The coronavirus death toll in the UK stood at more than 32,000 when the Prime Minister said on Sunday that he wanted those who cannot work from home to start returning to their workplaces from Wednesday.
Sunak last week warned the furlough scheme was not “sustainable” at its current rate although he promised there would be no “cliff edge” cut-off.
Torsten Bell, chief executive of the Resolution Foundation think tank and an early advocate of the scheme, said it should be phased out gradually.
“Moving too quickly could spark a huge second surge in job losses at a time when unemployment already looks set to be at the highest level for a quarter of a century,” he said.
“This policy has made a huge difference in this crisis.

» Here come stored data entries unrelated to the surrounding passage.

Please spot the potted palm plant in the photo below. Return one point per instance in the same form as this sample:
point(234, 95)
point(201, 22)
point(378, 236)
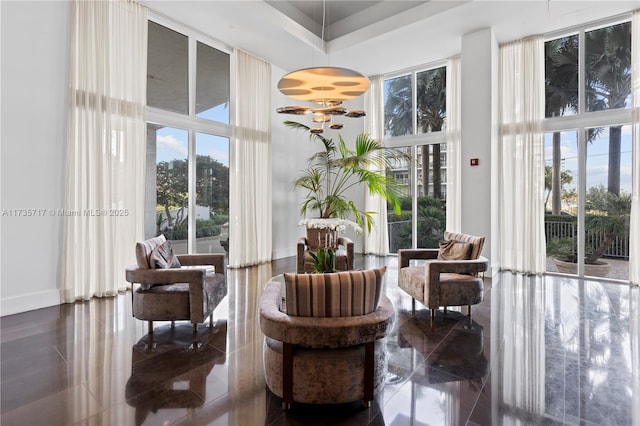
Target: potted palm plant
point(334, 170)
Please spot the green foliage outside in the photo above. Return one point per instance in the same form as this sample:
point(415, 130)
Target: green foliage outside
point(431, 222)
point(607, 217)
point(212, 190)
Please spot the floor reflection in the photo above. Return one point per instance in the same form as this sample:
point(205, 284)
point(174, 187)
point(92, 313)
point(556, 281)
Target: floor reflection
point(538, 350)
point(169, 371)
point(459, 356)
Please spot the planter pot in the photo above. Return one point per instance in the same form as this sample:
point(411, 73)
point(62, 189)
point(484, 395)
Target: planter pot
point(322, 237)
point(599, 269)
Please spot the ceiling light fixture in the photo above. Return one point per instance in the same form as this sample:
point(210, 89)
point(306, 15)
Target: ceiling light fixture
point(326, 88)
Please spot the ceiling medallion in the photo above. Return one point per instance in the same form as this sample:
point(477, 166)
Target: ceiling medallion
point(326, 88)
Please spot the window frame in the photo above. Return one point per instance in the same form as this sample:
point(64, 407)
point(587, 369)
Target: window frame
point(583, 120)
point(414, 140)
point(190, 122)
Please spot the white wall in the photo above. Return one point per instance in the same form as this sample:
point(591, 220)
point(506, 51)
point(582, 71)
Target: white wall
point(479, 63)
point(34, 64)
point(290, 151)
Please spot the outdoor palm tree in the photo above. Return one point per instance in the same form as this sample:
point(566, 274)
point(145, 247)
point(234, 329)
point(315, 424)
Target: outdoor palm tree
point(398, 113)
point(430, 116)
point(561, 97)
point(608, 81)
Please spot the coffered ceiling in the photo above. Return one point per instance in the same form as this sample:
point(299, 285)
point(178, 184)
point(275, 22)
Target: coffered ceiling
point(375, 37)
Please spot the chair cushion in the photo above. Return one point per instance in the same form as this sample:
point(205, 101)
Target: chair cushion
point(144, 249)
point(476, 242)
point(163, 257)
point(340, 294)
point(454, 250)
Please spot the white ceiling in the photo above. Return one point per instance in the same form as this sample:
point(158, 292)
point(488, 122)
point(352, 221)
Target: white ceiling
point(375, 37)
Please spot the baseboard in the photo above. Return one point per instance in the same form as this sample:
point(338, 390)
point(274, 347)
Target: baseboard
point(29, 302)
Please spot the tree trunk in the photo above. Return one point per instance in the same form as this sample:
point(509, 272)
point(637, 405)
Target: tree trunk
point(556, 185)
point(437, 176)
point(613, 178)
point(425, 170)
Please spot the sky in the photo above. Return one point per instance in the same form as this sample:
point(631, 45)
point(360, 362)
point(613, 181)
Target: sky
point(597, 158)
point(172, 143)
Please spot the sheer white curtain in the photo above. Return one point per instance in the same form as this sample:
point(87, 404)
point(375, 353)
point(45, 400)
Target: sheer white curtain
point(634, 234)
point(454, 124)
point(376, 241)
point(250, 180)
point(521, 156)
point(106, 147)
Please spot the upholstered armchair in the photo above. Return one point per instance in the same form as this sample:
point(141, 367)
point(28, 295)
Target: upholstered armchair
point(168, 287)
point(329, 347)
point(344, 255)
point(450, 275)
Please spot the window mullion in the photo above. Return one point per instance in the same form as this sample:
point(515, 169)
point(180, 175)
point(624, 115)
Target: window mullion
point(581, 73)
point(192, 148)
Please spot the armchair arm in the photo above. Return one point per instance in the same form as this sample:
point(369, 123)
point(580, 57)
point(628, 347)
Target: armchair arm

It now needs careful and gradual change to ensure the benefits it has provided are secured rather than squandered.”
Meanwhile, the managing director of leisure operator GLL, Mark Sesnan, has suggested any tapering should be looked at on a sector-by-sector basis.
“Industries such as leisure and hospitality (should be) protected,” he said.
“This is because, in order to adhere to social distancing guidelines, we will have to operate at a significantly reduced capacity.
“In turn, this will have a major impact on the number of staff able to return to work fully.”
Johnson has said he did not expect a sudden “flood” of people heading back to work following Monday’s publication of the UK Government’s “road map” for lifting lockdown restrictions.
However, this prompted a barrage of questions as to how it could be achieved amid warnings the government is watering down its clear “stay at home” message.
Speaking at the daily Number 10 press briefing on Monday, Johnson said the measures – including allowing unlimited outdoor exercise – were mere “baby steps”.
He warned the government stood ready to reimpose controls if there was any sign of the transmission rate of the virus picking up again.
Meanwhile the TUC welcomed the publication of government guidance on how workplaces can be made “Covid-secure” as they re-open.
Employers – including factories and construction sites – will be required to carry out a risk assessment before they can resume.
This followed criticism by unions that Johnson had issued his return-to-work call in his broadcast on Sunday without explaining how it could be safely achieved.